けれど、「わたし」を、愛する人の愛は、自由で、美しい。

「わたし」を、愛する人は、「彼」も、「彼女」も、「彼ら」も、愛する。

まず、「わたし」を、愛する。

ほんとうの、「わたし」を。

ガチョウと老女

2010-02-13 | 動植物

がちょうと老女に出会った。



蝶ネクタイをしたがちょうが、老女の後を歩いていた。



ぺったん。ぺったん。
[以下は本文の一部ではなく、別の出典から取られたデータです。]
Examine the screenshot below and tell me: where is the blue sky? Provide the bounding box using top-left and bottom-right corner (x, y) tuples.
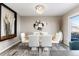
(71, 16), (79, 26)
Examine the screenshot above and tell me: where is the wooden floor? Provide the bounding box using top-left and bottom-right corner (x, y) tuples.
(0, 43), (79, 56)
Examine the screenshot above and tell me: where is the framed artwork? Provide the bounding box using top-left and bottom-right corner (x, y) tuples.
(0, 3), (17, 41)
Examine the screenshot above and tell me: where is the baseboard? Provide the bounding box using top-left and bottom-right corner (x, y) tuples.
(0, 41), (20, 53)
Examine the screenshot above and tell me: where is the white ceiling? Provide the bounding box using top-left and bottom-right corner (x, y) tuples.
(5, 3), (79, 16)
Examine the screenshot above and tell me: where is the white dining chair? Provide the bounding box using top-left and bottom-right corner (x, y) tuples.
(40, 35), (52, 51)
(52, 32), (63, 46)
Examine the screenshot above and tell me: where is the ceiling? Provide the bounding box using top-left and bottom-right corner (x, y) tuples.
(5, 3), (79, 16)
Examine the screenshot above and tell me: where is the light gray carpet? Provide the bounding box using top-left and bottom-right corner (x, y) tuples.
(0, 43), (79, 56)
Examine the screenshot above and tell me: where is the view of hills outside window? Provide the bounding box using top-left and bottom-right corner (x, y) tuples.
(71, 16), (79, 33)
(71, 16), (79, 41)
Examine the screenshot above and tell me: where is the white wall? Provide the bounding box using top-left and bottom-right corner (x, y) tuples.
(62, 6), (79, 46)
(20, 16), (61, 33)
(0, 15), (20, 53)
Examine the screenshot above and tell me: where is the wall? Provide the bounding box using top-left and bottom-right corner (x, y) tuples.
(0, 15), (20, 53)
(62, 6), (79, 46)
(20, 16), (61, 33)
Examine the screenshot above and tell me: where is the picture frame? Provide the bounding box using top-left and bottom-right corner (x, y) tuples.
(0, 3), (17, 41)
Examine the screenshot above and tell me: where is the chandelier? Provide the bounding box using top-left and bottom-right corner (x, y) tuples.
(35, 5), (45, 15)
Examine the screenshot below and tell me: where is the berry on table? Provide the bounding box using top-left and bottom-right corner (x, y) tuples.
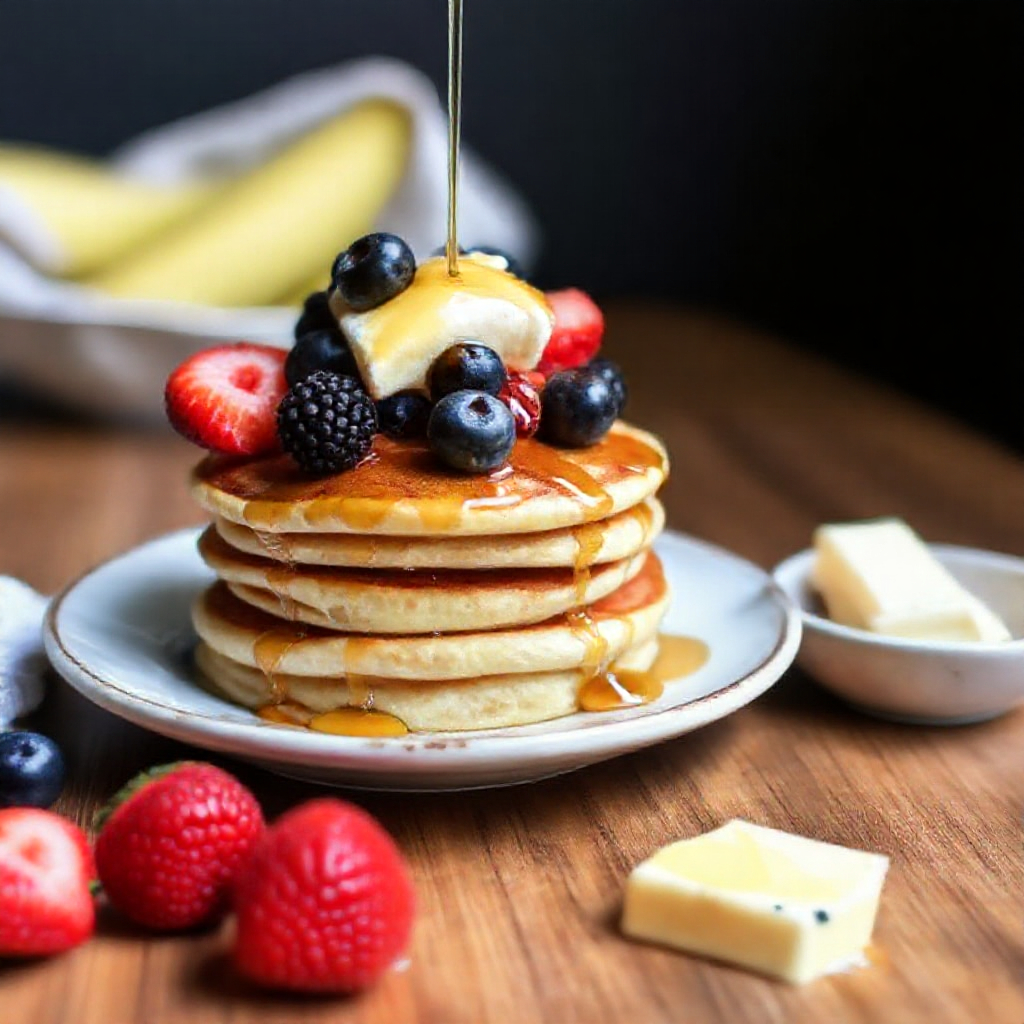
(234, 799), (416, 992)
(541, 369), (618, 447)
(498, 372), (541, 437)
(537, 288), (604, 375)
(295, 292), (338, 341)
(427, 341), (508, 401)
(0, 731), (65, 807)
(584, 359), (630, 416)
(427, 391), (515, 473)
(95, 762), (264, 931)
(331, 231), (416, 312)
(377, 391), (433, 440)
(0, 807), (96, 956)
(278, 370), (377, 476)
(285, 328), (359, 387)
(164, 342), (288, 455)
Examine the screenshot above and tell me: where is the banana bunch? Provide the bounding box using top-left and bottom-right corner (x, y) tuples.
(0, 99), (412, 306)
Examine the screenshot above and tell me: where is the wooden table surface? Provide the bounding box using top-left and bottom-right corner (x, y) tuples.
(0, 305), (1024, 1024)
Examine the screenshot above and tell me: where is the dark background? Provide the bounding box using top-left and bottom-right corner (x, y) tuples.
(0, 0), (1024, 450)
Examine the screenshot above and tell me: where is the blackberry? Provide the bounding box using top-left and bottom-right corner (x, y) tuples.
(278, 370), (377, 476)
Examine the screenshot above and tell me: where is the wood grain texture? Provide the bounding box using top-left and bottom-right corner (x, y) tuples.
(0, 306), (1024, 1024)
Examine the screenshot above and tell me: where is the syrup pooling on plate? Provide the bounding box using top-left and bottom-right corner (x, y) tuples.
(580, 634), (711, 711)
(309, 708), (409, 737)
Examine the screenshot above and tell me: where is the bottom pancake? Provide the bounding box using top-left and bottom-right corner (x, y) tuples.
(193, 554), (669, 681)
(196, 640), (657, 732)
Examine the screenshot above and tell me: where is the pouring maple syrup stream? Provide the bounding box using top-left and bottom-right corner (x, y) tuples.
(444, 0), (462, 278)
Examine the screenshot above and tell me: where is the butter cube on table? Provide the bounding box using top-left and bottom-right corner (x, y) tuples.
(622, 820), (889, 983)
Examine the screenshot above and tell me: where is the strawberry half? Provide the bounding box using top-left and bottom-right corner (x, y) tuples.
(164, 342), (288, 455)
(0, 807), (96, 956)
(537, 288), (604, 376)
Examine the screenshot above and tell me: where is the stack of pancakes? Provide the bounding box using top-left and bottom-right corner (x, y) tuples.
(194, 423), (669, 734)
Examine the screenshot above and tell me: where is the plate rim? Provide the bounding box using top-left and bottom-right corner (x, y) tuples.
(43, 525), (803, 774)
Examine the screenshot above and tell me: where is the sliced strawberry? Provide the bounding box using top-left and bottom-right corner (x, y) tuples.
(0, 807), (96, 956)
(164, 342), (288, 455)
(537, 288), (604, 376)
(498, 370), (544, 437)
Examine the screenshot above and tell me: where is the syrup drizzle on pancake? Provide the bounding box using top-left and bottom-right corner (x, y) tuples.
(253, 626), (305, 705)
(196, 430), (665, 536)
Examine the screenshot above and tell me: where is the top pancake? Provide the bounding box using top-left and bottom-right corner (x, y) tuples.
(193, 421), (669, 537)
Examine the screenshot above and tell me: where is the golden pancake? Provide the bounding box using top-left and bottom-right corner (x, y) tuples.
(193, 422), (669, 537)
(199, 526), (646, 633)
(215, 498), (665, 569)
(193, 554), (669, 681)
(196, 643), (657, 732)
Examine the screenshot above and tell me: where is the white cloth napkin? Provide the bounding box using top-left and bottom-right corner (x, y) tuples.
(0, 577), (46, 730)
(0, 57), (539, 418)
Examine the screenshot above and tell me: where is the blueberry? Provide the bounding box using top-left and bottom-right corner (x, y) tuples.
(0, 732), (65, 807)
(295, 292), (338, 341)
(427, 341), (508, 401)
(377, 391), (432, 440)
(585, 358), (630, 416)
(541, 368), (618, 447)
(331, 231), (416, 312)
(427, 391), (515, 473)
(285, 325), (359, 387)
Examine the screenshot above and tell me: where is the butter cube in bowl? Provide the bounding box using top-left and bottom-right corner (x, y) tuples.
(772, 519), (1024, 725)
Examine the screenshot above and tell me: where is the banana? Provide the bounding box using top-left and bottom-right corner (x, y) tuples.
(88, 99), (412, 306)
(0, 145), (216, 278)
(278, 270), (331, 309)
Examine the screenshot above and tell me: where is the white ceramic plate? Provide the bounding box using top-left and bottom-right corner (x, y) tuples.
(46, 529), (801, 790)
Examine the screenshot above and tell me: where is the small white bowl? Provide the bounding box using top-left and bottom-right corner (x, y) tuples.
(772, 544), (1024, 725)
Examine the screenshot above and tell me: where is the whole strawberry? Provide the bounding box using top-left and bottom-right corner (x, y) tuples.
(0, 807), (96, 956)
(234, 799), (416, 992)
(537, 288), (604, 377)
(95, 762), (264, 931)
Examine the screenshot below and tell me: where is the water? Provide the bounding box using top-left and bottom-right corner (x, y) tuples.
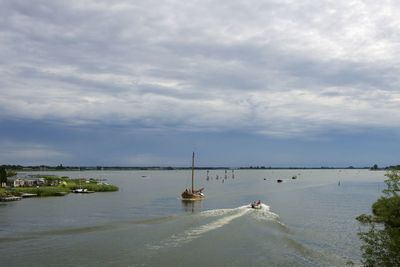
(0, 170), (385, 266)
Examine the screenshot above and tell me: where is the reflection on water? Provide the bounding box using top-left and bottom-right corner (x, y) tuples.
(182, 199), (203, 213)
(0, 170), (385, 267)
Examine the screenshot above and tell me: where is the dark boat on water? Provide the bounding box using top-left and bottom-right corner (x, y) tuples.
(181, 152), (205, 201)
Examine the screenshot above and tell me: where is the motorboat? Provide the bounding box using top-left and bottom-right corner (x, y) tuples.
(250, 200), (262, 210)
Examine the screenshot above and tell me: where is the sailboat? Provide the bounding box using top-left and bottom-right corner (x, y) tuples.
(181, 152), (204, 201)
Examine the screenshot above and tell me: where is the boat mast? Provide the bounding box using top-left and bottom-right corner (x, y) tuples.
(192, 152), (194, 192)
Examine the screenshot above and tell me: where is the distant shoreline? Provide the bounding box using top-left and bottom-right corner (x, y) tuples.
(0, 165), (400, 172)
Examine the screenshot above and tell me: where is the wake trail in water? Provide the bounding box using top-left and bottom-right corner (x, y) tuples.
(149, 204), (279, 249)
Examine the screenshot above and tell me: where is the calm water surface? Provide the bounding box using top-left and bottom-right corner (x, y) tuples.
(0, 170), (385, 266)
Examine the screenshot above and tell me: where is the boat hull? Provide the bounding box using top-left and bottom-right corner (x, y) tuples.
(181, 192), (204, 201)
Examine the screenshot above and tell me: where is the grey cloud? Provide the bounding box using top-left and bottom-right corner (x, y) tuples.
(0, 0), (400, 138)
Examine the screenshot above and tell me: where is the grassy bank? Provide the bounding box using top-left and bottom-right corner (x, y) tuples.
(15, 186), (69, 197)
(8, 176), (119, 197)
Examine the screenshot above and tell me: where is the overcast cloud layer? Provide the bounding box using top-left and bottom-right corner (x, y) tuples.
(0, 0), (400, 168)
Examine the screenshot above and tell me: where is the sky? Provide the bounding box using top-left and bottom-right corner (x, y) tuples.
(0, 0), (400, 167)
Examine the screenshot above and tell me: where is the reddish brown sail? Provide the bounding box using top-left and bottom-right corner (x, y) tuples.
(181, 152), (204, 200)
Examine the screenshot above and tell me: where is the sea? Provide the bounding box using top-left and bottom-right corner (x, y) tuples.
(0, 169), (385, 267)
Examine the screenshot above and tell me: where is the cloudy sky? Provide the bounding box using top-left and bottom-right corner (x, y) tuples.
(0, 0), (400, 167)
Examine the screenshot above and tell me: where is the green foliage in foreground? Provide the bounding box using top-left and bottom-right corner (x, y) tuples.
(67, 183), (118, 192)
(15, 186), (69, 197)
(357, 170), (400, 266)
(11, 176), (118, 197)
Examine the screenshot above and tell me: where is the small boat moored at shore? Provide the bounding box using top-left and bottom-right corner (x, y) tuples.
(71, 188), (94, 194)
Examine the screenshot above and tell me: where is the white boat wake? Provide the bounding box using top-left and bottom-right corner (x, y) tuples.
(149, 204), (279, 249)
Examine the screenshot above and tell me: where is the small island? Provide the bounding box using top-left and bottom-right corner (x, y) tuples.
(0, 171), (118, 201)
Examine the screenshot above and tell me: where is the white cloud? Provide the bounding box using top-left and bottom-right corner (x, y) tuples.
(0, 141), (69, 165)
(0, 0), (400, 136)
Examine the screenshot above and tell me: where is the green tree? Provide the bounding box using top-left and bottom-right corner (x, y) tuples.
(357, 170), (400, 266)
(0, 168), (7, 187)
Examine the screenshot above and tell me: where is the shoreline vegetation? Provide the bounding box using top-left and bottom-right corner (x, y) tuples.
(0, 175), (119, 200)
(0, 164), (400, 172)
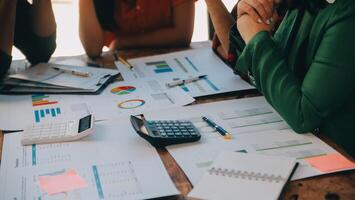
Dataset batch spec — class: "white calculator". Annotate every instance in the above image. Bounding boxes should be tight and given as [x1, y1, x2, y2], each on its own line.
[21, 114, 94, 145]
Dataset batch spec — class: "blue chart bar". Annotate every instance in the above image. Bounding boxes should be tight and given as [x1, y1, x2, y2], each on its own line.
[34, 108, 62, 123]
[41, 110, 44, 118]
[180, 85, 190, 92]
[154, 68, 173, 74]
[51, 108, 57, 117]
[204, 77, 219, 91]
[92, 165, 104, 199]
[32, 144, 37, 166]
[185, 57, 199, 72]
[35, 110, 41, 123]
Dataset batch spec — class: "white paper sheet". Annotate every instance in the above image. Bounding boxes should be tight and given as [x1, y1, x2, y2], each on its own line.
[0, 95, 92, 130]
[9, 63, 119, 91]
[0, 118, 178, 200]
[0, 81, 195, 130]
[145, 97, 344, 184]
[72, 81, 195, 120]
[116, 47, 253, 97]
[189, 152, 296, 200]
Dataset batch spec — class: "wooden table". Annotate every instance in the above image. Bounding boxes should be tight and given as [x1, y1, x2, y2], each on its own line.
[0, 43, 355, 200]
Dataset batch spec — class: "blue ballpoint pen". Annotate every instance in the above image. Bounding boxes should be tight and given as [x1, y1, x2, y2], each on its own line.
[202, 117, 232, 139]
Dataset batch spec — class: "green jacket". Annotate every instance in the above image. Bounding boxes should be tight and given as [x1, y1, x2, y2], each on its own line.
[230, 0, 355, 157]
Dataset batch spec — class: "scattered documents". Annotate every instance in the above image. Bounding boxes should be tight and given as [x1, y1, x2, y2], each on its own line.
[0, 63, 119, 94]
[116, 47, 254, 97]
[144, 97, 349, 185]
[38, 169, 88, 195]
[0, 81, 195, 130]
[305, 153, 355, 172]
[0, 117, 178, 200]
[188, 152, 297, 200]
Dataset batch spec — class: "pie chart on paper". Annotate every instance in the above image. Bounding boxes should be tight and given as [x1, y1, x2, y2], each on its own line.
[111, 86, 136, 95]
ぺったん。



リードは、なかった。



がちょうは、ちゃんと後をついていった。



偉そうで、ワイルドながちょうは、老女のガードマン。



老女からは、話しかけないで、というオーラが出ていた。



ほんとうはあひるかもしれないが、わたしは、彼を、ガチョウと命名した。




何ヶ月か後の、夕暮れ時。



商店街の小さなカフェのテラスで、ガチョウがうろうろしていた。



老女が、ビールを飲みながら、食事をしていた。



一人、だった。



ガチョウは、見張りのようだった。




その冬、再び、商店街で、ガチョウを見た。



ガチョウは、しゃれた蝶ネクタイをして、老女の後を歩いていた。



ぺったん。ぺったん。ぺったん。



老女は、友達と一緒だった。

 

 

 







2010-02-12 | ポエム
彼女が、言った。

花は、悟ってる。ひっそりと野に咲くすみれは、薔薇になりたいなんて思わない。自分の花をきれいに咲かせて、散っていく。

友人が、笑った。

分からないわよ。ほんとうは、薔薇になりたい、と思ってるかもしれない。

彼女は、「星の王子さま」の薔薇を想った。そして、くすりと笑った。